Remove low coverage bases from consensus sequence? #67

jiaan-yu · 2024-04-16T09:30:34Z

Hi Yan,

I use abPOA to generate a consensus from four sequences. Here is the distribtuion of n_seq / n_cov in each base in the consensus sequence. My question is, is there a way to remove low coverage bases? For this consensus sequence, the coverage should be 0.25/0.5/0.75/1; however, the low coverage bases at 0.25 are clearly errors from the input sequences.

Cheers,
Jiaan

yangao07 · 2024-04-16T14:01:48Z

I guess you mean the consesus called by abPOA may not be as accurate as you expected?
Can you share your input sequences here so that I can have more ideas about that?

jiaan-yu · 2024-04-17T02:54:12Z

Hi Yan,

Here is a section of the MSA output from abPOA (everything at default). I outlined the expected behaviour in green box and unexpected in red.

Also attached is the input fastq file. input.fastq.txt

Cheers

yangao07 · 2024-04-17T20:17:53Z

Thanks for the clarification!
abPOA did have an option to output consensus sequence with the most common/frequent base at each position, but was removed now.
Right now, the consensus sequence is a travsal with max edge weight on the graph.

I can re-add this option.
Will post the update here.

yangao07 · 2024-04-21T16:22:26Z

The latest abPOA has an option to chose a different consensus calling method: -a1, which selects the most frequent base at each position.
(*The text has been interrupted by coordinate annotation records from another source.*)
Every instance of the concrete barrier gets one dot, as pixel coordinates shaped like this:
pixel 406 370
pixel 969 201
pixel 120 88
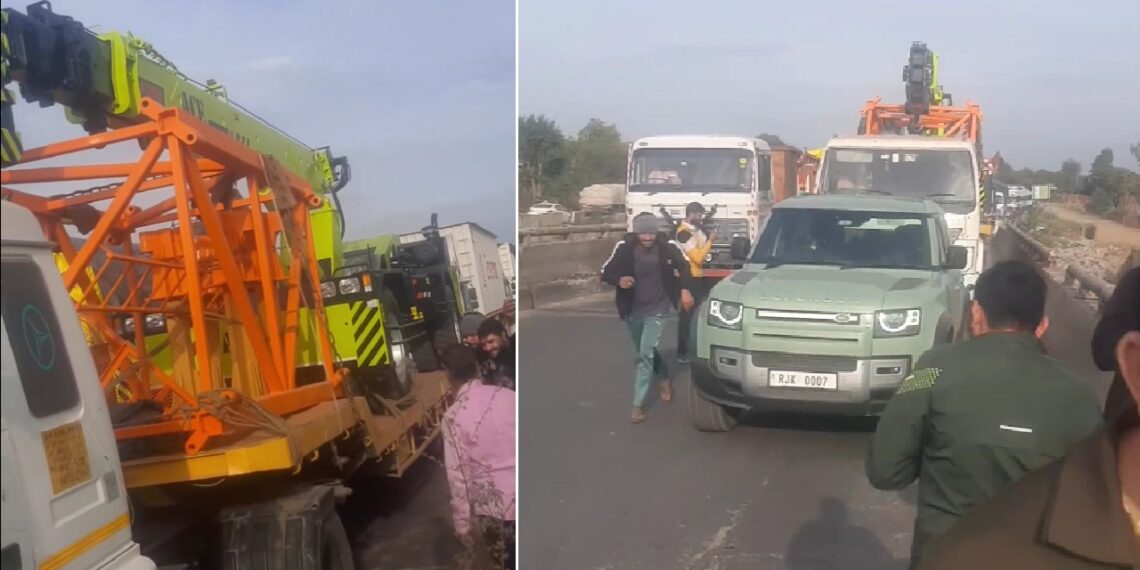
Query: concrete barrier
pixel 546 220
pixel 561 270
pixel 1084 283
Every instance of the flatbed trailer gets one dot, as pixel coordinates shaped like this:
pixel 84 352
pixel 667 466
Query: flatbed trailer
pixel 197 274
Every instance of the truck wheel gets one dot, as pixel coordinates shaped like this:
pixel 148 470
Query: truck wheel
pixel 448 333
pixel 963 333
pixel 707 415
pixel 335 550
pixel 396 377
pixel 301 526
pixel 424 355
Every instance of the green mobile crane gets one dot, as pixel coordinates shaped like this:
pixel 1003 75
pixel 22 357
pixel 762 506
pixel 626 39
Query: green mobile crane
pixel 261 488
pixel 100 80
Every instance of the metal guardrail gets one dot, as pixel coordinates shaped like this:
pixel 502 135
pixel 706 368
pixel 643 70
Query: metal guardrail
pixel 1032 246
pixel 1084 282
pixel 566 230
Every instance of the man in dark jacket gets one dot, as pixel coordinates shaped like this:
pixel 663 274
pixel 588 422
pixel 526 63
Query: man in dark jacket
pixel 1080 512
pixel 976 416
pixel 498 347
pixel 652 276
pixel 1115 320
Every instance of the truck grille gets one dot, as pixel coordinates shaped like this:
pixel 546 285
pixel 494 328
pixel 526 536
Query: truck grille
pixel 804 363
pixel 729 227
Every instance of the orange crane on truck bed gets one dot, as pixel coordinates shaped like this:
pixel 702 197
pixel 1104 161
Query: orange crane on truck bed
pixel 214 244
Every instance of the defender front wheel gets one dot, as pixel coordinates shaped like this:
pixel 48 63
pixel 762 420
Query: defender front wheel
pixel 707 415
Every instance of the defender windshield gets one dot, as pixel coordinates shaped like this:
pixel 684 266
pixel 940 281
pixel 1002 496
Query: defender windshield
pixel 691 170
pixel 846 238
pixel 945 177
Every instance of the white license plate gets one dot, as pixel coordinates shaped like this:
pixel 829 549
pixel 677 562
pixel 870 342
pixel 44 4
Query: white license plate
pixel 789 379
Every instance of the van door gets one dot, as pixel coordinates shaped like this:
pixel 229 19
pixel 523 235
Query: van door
pixel 65 504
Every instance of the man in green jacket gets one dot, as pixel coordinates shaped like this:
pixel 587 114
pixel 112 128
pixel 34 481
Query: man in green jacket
pixel 976 416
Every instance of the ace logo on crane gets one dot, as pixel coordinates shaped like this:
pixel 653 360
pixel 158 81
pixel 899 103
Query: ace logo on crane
pixel 197 107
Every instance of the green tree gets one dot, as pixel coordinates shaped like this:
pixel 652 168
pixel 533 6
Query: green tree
pixel 1069 176
pixel 1102 164
pixel 542 156
pixel 599 156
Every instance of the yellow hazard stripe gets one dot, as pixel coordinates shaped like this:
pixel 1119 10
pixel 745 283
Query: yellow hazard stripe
pixel 67 555
pixel 368 330
pixel 10 147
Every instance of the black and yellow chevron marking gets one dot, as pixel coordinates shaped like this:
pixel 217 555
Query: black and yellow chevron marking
pixel 368 330
pixel 10 147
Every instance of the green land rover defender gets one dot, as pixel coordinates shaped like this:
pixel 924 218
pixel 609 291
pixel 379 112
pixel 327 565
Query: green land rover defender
pixel 835 303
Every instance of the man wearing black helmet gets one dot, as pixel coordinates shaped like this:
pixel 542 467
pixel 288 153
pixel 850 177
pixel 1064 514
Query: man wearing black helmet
pixel 695 244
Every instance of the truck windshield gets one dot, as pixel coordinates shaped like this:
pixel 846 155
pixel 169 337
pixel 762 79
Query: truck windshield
pixel 691 170
pixel 943 176
pixel 846 238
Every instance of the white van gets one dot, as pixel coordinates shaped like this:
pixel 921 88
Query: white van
pixel 64 501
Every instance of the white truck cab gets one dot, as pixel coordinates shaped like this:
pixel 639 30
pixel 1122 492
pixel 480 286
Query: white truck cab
pixel 64 501
pixel 946 171
pixel 732 173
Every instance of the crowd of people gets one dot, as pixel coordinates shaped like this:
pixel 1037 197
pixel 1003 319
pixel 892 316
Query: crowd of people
pixel 479 434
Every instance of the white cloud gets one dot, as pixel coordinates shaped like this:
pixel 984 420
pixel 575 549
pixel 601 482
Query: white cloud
pixel 269 63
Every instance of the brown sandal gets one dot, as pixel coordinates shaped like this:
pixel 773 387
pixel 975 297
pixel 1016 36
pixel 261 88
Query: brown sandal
pixel 637 415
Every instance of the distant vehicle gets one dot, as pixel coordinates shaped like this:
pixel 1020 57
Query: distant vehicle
pixel 735 178
pixel 833 306
pixel 938 169
pixel 607 197
pixel 474 251
pixel 547 208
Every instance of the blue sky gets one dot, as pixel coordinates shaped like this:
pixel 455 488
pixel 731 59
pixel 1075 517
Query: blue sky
pixel 420 96
pixel 1053 79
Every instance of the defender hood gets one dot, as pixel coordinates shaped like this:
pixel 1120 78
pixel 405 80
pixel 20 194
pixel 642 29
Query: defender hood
pixel 827 287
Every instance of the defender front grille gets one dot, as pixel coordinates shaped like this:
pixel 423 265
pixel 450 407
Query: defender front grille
pixel 804 363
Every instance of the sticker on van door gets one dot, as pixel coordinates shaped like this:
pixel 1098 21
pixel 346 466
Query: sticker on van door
pixel 65 448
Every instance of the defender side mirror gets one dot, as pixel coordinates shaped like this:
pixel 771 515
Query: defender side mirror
pixel 957 257
pixel 739 247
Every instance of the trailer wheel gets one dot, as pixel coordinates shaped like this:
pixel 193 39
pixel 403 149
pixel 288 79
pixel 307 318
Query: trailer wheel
pixel 448 332
pixel 397 376
pixel 298 529
pixel 335 550
pixel 707 415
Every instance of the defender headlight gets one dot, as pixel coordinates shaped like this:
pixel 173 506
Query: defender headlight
pixel 725 315
pixel 349 285
pixel 897 323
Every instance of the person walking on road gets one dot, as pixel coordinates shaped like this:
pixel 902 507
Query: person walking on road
pixel 480 457
pixel 975 416
pixel 1082 512
pixel 652 276
pixel 695 245
pixel 498 345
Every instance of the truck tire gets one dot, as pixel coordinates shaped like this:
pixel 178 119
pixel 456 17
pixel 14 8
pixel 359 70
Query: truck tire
pixel 397 376
pixel 424 355
pixel 300 529
pixel 335 550
pixel 707 415
pixel 448 332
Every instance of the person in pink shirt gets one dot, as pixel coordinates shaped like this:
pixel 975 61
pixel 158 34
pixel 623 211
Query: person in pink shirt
pixel 480 456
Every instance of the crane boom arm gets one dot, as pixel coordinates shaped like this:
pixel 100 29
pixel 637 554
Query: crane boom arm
pixel 103 78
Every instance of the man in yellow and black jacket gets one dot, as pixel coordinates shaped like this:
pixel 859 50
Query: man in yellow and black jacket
pixel 697 246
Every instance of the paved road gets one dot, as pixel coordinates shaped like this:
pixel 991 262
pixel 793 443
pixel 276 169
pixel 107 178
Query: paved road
pixel 778 493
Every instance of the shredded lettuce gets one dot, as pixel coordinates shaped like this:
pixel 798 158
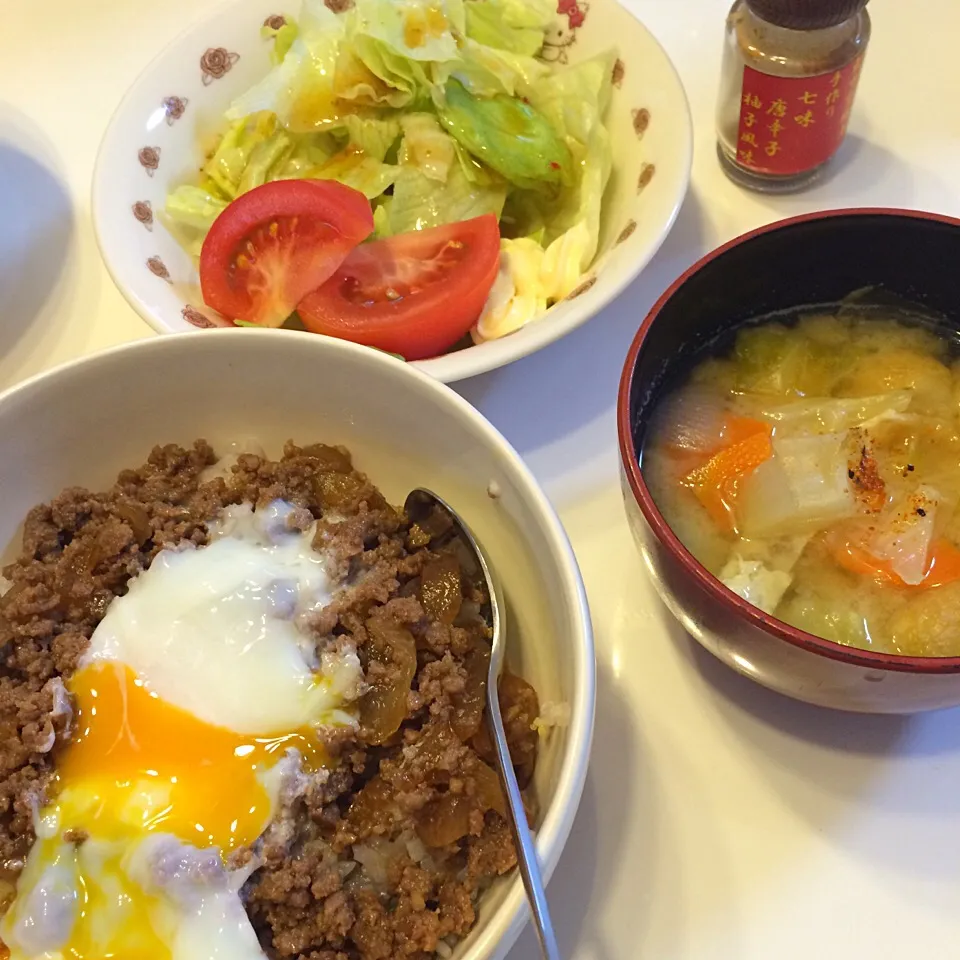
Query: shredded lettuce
pixel 420 202
pixel 437 111
pixel 515 25
pixel 282 36
pixel 426 146
pixel 300 90
pixel 372 136
pixel 508 135
pixel 189 213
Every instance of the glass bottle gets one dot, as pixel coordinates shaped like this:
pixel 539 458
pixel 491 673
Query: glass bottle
pixel 789 77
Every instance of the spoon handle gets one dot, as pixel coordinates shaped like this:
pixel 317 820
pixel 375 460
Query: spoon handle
pixel 527 859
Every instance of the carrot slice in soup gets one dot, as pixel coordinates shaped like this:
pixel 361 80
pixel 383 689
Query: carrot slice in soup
pixel 942 568
pixel 716 483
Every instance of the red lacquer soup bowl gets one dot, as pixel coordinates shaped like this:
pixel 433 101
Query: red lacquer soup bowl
pixel 810 260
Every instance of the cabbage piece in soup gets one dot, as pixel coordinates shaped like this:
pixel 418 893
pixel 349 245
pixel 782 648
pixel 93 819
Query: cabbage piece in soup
pixel 814 468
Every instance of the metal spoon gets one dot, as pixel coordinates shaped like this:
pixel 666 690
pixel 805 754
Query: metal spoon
pixel 420 503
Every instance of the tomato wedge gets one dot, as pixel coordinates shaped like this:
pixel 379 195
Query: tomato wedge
pixel 275 244
pixel 415 294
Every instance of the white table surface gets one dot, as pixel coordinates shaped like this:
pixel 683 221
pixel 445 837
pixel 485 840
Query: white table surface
pixel 719 821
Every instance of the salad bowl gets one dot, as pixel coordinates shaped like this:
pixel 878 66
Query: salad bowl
pixel 168 123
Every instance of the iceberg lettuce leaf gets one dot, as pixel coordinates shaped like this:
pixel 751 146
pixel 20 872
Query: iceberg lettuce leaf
pixel 300 90
pixel 509 135
pixel 419 202
pixel 515 25
pixel 426 146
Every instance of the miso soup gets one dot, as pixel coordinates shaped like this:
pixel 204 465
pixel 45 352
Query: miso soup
pixel 814 468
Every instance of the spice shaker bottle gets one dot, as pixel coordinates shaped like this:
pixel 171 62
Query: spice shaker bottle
pixel 789 77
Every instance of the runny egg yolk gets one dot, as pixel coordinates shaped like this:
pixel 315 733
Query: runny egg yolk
pixel 139 763
pixel 199 697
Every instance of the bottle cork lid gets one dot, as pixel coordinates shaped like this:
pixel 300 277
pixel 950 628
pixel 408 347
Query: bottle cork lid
pixel 806 14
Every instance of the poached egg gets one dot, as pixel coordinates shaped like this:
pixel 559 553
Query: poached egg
pixel 199 695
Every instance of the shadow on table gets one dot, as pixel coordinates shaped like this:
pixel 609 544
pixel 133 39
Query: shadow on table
pixel 883 787
pixel 36 226
pixel 592 354
pixel 587 869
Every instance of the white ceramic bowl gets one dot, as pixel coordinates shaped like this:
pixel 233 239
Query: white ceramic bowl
pixel 80 424
pixel 153 143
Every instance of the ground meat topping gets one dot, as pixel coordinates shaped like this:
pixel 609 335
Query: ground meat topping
pixel 384 853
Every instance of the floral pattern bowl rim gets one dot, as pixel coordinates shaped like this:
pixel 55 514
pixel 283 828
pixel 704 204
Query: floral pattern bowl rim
pixel 156 137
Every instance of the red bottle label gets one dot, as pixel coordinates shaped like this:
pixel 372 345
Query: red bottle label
pixel 791 125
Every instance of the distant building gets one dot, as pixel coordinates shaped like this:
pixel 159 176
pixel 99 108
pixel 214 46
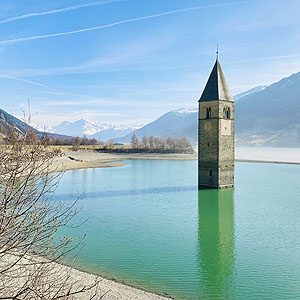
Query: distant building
pixel 216 133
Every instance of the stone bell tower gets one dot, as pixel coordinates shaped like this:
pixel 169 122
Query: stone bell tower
pixel 216 133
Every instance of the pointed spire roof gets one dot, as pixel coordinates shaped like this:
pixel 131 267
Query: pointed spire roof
pixel 216 87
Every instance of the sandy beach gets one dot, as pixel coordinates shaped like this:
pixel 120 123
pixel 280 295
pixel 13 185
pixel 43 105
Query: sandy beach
pixel 71 160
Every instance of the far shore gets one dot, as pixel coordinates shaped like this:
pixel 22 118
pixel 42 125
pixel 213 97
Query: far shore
pixel 83 159
pixel 71 160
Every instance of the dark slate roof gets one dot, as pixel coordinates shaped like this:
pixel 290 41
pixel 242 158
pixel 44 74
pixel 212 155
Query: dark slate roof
pixel 216 87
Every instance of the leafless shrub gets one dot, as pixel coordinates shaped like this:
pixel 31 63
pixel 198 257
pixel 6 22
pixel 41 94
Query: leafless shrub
pixel 29 223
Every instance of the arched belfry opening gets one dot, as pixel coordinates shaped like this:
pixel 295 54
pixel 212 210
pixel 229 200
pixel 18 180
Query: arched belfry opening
pixel 216 133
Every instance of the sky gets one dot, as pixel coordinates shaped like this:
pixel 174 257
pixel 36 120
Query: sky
pixel 131 61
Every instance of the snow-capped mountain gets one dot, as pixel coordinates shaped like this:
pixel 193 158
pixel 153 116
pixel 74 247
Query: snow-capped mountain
pixel 249 92
pixel 99 131
pixel 180 123
pixel 79 128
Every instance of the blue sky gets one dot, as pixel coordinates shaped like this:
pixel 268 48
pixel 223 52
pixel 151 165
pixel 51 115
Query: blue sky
pixel 131 61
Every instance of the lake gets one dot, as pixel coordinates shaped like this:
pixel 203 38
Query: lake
pixel 148 225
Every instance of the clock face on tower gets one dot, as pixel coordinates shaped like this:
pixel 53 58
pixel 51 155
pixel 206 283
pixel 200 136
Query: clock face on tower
pixel 207 126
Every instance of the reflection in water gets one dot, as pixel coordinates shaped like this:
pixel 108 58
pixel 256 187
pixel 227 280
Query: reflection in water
pixel 216 244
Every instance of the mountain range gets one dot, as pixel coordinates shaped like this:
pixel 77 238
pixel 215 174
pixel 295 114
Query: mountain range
pixel 264 116
pixel 96 130
pixel 7 120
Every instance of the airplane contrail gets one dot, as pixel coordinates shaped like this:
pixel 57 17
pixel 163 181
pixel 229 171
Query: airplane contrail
pixel 55 11
pixel 19 40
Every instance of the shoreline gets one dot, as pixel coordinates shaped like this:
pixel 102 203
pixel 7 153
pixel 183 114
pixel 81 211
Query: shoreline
pixel 70 160
pixel 115 289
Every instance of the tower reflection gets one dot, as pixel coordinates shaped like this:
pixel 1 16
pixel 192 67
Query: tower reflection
pixel 216 244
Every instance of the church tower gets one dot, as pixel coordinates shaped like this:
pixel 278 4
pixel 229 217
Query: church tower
pixel 216 133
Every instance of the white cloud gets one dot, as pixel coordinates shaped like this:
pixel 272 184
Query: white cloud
pixel 177 11
pixel 55 11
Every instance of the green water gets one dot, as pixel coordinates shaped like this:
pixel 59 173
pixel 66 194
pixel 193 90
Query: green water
pixel 150 227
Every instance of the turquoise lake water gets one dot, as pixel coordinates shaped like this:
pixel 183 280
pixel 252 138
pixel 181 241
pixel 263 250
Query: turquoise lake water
pixel 148 225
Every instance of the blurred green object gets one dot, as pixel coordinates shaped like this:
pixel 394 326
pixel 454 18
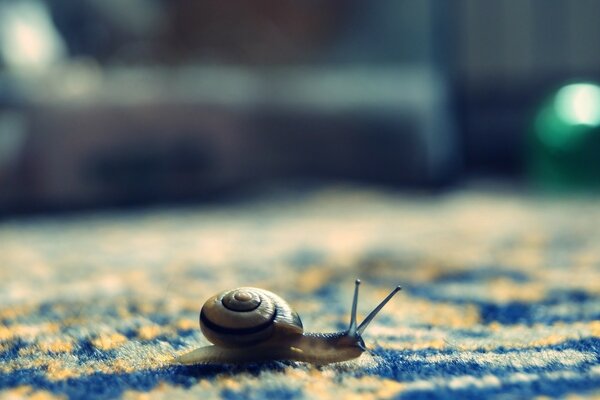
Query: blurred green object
pixel 564 151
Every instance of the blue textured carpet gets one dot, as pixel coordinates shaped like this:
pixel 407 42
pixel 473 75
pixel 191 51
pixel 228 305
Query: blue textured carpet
pixel 501 299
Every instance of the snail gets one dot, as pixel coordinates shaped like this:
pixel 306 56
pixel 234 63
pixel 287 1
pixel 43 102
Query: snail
pixel 250 324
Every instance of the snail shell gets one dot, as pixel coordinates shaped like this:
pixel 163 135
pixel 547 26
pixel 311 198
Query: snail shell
pixel 250 324
pixel 247 316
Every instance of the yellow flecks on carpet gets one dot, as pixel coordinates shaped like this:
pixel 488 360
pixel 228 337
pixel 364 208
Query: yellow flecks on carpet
pixel 57 371
pixel 149 332
pixel 56 346
pixel 437 314
pixel 109 341
pixel 549 340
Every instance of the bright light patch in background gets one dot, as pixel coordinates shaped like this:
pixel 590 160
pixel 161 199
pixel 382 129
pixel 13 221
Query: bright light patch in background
pixel 579 104
pixel 27 36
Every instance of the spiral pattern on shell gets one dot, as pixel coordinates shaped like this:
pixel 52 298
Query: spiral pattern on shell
pixel 246 316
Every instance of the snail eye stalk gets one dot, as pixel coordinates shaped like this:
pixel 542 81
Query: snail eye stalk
pixel 352 327
pixel 363 325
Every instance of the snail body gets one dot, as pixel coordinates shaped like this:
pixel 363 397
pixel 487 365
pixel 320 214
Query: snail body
pixel 250 324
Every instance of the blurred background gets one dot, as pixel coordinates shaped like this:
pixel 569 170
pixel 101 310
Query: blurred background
pixel 111 103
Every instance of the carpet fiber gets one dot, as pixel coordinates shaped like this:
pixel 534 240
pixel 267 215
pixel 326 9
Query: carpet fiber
pixel 501 296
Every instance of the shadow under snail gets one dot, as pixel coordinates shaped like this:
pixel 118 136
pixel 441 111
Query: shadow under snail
pixel 250 324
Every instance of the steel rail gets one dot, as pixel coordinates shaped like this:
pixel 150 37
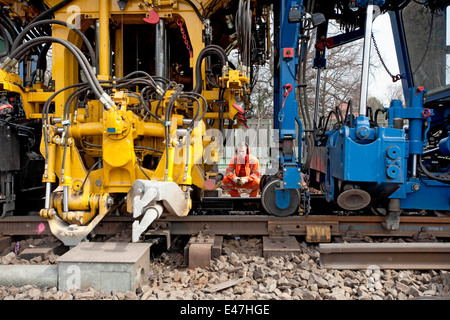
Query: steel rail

The default is still heaviest bundling.

abpoa -a1 input.fastq.txt -r2

jiaan-yu · 2024-04-25T08:18:42Z

Hi Yan,

Thanks so much for your swift response! I don't know if you have benchmarked the performance of two consensus algo, here is my findings: Sequences are generated with fixed and independent errors
The performance of default algo (-a0) is superior when the number of input sequences is >= 7; on the contrary, the performance of frequency algo (-a1) is much better when the number of input sequences is low...
It is good to know when to use which cons method.

You may close this issue.

Cheers,
Jiaan

yangao07 · 2024-04-25T15:21:59Z

Hi Jiaan,

Thanks for the information. Actually I wasn't aware of this "input-number-dependent" performance difference.
This is interesting to me.
I guess you have a template sequence as the ground truth, and simulated read sets with different read counts, right?
Do you mind providing more details about your simulation, or maybe simply sharing your scripts so that I can look more into this?

jiaan-yu · 2024-04-26T07:21:41Z

Hi Yan,
Here is how I tested abPOA:

(1) I randomly subset sequences from a reference fasta (E.coli etc.) as templates. The length of the templates can be 1K to 5K; but the consensus accuracy is independent of the length anyway.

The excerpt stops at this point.